In many ways it's fun for me to make it through an appointment without having to switch to English. Gives me a boost to start my day. But I never in my dreams thought it would be financially beneficial. Until now. I was just opening doctor bills and going through charges, and I cam across one from a new doctor that I'd never seen before. Under it, it reads:

"Begründung: sprächliche Verständigungsschwerichkeiten: Anwendung Zweitsprache Englisch"

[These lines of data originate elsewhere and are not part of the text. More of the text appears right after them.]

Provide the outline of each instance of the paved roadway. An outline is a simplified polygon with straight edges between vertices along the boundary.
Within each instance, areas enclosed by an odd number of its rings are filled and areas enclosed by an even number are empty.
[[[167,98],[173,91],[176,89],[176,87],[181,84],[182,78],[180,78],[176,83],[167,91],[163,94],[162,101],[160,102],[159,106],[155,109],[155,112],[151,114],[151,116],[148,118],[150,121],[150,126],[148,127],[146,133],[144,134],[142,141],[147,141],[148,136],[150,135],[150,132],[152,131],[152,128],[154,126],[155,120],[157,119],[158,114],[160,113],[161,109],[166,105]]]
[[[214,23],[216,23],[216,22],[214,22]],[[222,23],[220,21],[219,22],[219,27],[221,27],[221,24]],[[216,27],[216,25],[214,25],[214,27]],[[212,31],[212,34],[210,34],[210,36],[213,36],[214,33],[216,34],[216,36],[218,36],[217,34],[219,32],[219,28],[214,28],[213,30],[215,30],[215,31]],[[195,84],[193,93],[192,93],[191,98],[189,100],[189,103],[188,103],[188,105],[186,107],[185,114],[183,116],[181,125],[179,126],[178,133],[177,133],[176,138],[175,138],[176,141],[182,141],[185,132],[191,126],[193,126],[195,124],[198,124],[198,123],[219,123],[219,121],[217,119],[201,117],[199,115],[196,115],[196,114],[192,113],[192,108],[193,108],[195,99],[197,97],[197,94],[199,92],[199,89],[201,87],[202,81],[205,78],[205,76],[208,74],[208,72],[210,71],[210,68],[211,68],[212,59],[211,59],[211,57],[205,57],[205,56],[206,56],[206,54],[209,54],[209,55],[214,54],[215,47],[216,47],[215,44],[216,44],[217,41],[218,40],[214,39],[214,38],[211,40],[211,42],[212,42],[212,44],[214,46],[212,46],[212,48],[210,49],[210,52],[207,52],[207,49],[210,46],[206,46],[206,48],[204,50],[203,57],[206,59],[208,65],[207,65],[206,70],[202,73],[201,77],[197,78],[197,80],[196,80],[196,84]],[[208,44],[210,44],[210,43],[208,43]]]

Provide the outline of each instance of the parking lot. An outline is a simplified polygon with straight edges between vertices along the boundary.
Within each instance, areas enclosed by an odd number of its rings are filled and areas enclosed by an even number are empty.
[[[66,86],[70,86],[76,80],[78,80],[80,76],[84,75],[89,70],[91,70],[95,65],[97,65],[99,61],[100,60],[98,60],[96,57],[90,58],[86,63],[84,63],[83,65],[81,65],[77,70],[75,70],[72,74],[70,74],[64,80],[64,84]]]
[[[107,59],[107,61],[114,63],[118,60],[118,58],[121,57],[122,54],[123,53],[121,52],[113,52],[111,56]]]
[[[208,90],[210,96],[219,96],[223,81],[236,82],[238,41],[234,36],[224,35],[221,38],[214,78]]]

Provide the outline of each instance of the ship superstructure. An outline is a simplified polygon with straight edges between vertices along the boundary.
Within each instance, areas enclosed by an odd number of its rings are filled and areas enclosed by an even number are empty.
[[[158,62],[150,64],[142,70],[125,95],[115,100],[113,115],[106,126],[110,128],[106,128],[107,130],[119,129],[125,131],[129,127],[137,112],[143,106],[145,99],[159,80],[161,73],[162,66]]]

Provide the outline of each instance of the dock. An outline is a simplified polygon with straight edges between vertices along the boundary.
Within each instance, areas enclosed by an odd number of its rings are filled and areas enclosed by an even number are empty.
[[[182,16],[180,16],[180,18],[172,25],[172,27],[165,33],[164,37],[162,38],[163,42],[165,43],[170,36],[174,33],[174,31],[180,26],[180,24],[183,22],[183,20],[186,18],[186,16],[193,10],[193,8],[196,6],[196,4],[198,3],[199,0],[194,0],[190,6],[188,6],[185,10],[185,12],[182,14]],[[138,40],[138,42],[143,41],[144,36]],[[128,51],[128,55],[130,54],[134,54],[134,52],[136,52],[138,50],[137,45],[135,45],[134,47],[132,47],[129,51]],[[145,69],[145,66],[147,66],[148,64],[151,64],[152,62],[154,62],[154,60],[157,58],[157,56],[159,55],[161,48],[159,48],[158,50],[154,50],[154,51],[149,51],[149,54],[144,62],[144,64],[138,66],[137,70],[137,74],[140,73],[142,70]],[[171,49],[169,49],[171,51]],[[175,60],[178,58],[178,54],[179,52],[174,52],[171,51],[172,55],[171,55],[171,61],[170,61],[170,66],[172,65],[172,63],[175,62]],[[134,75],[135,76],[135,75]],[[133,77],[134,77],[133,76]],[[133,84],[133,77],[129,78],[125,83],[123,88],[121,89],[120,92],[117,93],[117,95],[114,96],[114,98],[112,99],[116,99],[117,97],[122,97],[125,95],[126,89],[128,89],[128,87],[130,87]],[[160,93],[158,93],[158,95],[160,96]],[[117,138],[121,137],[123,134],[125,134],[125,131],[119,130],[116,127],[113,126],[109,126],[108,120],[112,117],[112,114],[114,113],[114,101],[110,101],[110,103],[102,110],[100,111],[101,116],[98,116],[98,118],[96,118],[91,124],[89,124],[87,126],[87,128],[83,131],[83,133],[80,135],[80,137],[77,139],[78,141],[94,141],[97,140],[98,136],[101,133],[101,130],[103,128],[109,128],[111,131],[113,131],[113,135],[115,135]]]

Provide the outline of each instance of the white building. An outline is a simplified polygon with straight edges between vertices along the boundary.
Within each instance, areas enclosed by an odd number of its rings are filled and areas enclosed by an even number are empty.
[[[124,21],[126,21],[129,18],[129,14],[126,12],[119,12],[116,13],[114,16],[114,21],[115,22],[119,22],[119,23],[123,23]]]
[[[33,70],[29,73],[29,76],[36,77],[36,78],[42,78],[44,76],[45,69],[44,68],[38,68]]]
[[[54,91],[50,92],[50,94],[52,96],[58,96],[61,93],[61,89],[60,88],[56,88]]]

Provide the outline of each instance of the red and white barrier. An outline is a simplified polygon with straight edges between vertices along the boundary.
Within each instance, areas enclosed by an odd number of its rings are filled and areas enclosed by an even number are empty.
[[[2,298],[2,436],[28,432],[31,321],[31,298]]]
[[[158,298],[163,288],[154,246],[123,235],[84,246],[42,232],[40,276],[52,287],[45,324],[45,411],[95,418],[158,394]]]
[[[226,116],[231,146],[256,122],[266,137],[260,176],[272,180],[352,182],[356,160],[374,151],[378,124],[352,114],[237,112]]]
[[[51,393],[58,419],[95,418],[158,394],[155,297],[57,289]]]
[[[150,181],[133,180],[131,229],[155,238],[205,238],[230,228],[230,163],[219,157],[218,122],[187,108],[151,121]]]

And then a charge of 17 euros. The above says the reason for the charge is there were difficulties in understanding and the doctor had to change and use a second language, English.
I'm seriously dumbfounded. Especially since the rest of the charges amounted to 75 euros, basically for this doctor to tell me after 15 minutes I needed to see a different doctor. He didn't tell me when we were 3/4 the way through the appointment that when I asked to clarify something by describing it in English it would cost me 20 bucks.
Doctor H. Witzigmann of the Friedrichstadt Krankenhaus, a true winner.
Again, never in 4 years have I ever seen this charge on a doctor bill.

2 comments:

G in Berlin said...

I would give them a call and refuse to pay. Speaking as someone who always needs to switch to English and who has 4 poeple visiting dr.s--- no one has ever plled that crap on me. However, we have had dr's agree to certain charges in advance, send bills for a different amount and then accept the originally agreed upon amount.

C N Heidelberg said...

!!!!! I have never heard of such a thing either, in Germany or in the US!